Module: Puppet::Pops::Parser::HeredocSupport

Includes:: LexerSupport

Included in:: Lexer2

Defined in:: lib/puppet/pops/parser/heredoc_support.rb

Constant Summary collapse

PATTERN_HEREDOC = Pattern for heredoc ‘@(endtag[/escapes]) Produces groups for endtag (group 1), syntax (group 2), and escapes (group 3)

%r{@\(([^:/\r\n\)]+)(?::[[:blank:]]*([a-z][a-zA-Z0-9_+]+)[[:blank:]]*)?(?:/((?:\w|[$])*)[[:blank:]]*)?\)}

Constants included from LexerSupport

LexerSupport::BOM_BOCU, LexerSupport::BOM_GB_18030, LexerSupport::BOM_SCSU, LexerSupport::BOM_UTF_1, LexerSupport::BOM_UTF_16_1, LexerSupport::BOM_UTF_16_2, LexerSupport::BOM_UTF_32_1, LexerSupport::BOM_UTF_32_2, LexerSupport::BOM_UTF_8, LexerSupport::BOM_UTF_EBCDIC, LexerSupport::LONGEST_BOM, LexerSupport::MM, LexerSupport::MM_ANY

Instance Method Summary collapse

#heredoc ⇒ Object
#heredoc_text(lines, leading, has_margin, remove_break) ⇒ Array

Produces the heredoc text string given the individual (unprocessed) lines as an array and array with margin sizes per line.

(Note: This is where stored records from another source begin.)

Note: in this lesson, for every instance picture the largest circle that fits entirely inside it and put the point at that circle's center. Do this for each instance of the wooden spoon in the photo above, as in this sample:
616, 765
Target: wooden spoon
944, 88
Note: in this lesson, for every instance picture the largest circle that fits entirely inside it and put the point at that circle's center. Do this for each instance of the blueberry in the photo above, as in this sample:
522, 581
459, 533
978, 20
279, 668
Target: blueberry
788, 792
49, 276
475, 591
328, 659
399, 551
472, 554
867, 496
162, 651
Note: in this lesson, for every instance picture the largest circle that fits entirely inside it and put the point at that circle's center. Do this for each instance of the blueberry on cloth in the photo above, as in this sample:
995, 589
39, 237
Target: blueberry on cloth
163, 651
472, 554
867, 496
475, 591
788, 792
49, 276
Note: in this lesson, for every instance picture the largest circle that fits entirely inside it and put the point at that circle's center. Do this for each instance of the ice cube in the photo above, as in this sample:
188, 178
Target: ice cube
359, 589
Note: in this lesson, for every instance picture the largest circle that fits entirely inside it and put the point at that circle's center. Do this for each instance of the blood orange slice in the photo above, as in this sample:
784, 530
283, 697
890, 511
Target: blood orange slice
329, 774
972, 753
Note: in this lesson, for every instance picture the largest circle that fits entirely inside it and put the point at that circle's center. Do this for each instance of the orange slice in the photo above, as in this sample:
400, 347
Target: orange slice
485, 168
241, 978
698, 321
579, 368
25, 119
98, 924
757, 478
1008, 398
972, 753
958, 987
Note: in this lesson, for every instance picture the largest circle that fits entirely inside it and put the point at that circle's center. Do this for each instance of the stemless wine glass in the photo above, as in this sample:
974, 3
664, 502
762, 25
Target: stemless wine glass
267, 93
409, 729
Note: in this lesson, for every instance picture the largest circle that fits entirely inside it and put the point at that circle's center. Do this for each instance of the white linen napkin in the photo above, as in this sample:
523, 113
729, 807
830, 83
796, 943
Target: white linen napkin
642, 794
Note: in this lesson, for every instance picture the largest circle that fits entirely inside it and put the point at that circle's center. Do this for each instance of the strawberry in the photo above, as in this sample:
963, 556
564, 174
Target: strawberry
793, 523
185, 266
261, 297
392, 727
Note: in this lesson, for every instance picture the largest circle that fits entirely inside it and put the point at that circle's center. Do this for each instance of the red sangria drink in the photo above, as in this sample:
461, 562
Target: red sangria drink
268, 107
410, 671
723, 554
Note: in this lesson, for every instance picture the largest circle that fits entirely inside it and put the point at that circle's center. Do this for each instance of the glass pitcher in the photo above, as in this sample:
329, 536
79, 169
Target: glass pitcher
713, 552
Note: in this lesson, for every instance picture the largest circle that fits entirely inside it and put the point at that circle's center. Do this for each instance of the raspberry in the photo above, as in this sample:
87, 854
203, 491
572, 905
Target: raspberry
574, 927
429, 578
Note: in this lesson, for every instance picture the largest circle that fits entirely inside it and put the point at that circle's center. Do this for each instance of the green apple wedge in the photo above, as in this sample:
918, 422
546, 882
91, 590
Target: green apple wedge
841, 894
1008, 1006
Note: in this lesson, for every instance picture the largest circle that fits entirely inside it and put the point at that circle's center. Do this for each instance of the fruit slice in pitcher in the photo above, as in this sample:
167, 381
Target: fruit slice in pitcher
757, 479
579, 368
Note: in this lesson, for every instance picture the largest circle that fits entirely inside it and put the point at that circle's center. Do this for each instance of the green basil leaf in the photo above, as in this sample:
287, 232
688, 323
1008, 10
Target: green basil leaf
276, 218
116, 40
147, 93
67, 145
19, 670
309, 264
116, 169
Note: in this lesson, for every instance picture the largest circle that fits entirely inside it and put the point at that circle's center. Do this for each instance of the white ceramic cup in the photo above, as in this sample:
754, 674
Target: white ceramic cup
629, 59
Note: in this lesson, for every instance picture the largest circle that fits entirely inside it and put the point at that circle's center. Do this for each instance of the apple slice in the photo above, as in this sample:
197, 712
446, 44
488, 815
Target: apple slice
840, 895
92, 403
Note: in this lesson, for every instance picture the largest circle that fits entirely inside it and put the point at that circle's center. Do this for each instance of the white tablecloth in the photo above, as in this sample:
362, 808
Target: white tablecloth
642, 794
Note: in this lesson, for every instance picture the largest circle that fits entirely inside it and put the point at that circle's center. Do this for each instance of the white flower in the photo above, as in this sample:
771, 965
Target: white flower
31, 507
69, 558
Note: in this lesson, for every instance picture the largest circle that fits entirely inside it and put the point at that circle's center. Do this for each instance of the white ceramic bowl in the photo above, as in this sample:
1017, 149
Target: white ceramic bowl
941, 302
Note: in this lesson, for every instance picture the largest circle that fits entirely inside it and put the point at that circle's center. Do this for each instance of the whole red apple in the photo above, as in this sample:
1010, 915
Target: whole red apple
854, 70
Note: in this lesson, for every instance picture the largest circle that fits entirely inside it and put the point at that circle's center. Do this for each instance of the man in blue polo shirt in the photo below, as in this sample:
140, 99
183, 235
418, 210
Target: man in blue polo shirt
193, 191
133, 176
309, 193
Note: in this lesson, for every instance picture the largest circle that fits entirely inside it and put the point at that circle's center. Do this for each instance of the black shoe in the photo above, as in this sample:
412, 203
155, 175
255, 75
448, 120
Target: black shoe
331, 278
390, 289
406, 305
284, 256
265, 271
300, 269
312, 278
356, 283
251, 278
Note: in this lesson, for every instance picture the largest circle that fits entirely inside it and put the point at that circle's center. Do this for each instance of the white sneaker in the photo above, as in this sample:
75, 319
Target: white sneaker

Methods included from LexerSupport

#assert_not_bom, #assert_numeric, #create_lex_error, #filename, #followed_by, #format_quote, #get_bom, #lex_error, #lex_error_without_pos, #lex_warning, #line, #position

Instance Method Details

#heredoc ⇒ `Object`

# File 'lib/puppet/pops/parser/heredoc_support.rb', line 12

def heredoc
  scn = @scanner
  ctx = @lexing_context
  locator = @locator
  before = scn.pos

  # scanner is at position before @(
  # find end of the heredoc spec
  str = scn.scan_until(/\)/) || lex_error(Issues::HEREDOC_UNCLOSED_PARENTHESIS, :followed_by => followed_by)
  pos_after_heredoc = scn.pos
  # Note: allows '+' as separator in syntax, but this needs validation as empty segments are not allowed
  md = str.match(PATTERN_HEREDOC)
  lex_error(Issues::HEREDOC_INVALID_SYNTAX) unless md
  endtag = md[1]
  syntax = md[2] || ''
  escapes = md[3]

  endtag.strip!

  # Is this a dq string style heredoc? (endtag enclosed in "")
  if endtag =~ /^"(.*)"$/
    dqstring_style = true
    endtag = $1.strip
  end

  lex_error(Issues::HEREDOC_EMPTY_ENDTAG) unless endtag.length >= 1

  resulting_escapes = []
  if escapes
    escapes = "trnsuL$" if escapes.length < 1

    escapes = escapes.split('')
    unless escapes.length == escapes.uniq.length
      lex_error(Issues::HEREDOC_MULTIPLE_AT_ESCAPES, :escapes => escapes)
    end
    resulting_escapes = ["\\"]
    escapes.each do |e|
      case e
      when "t", "r", "n", "s", "u", "$"
        resulting_escapes << e
      when "L"
        resulting_escapes += ["\n", "\r\n"]
      else
        lex_error(Issues::HEREDOC_INVALID_ESCAPE, :actual => e)
      end
    end
  end

  # Produce a heredoc token to make the syntax available to the grammar
  enqueue_completed([:HEREDOC, syntax, pos_after_heredoc - before], before)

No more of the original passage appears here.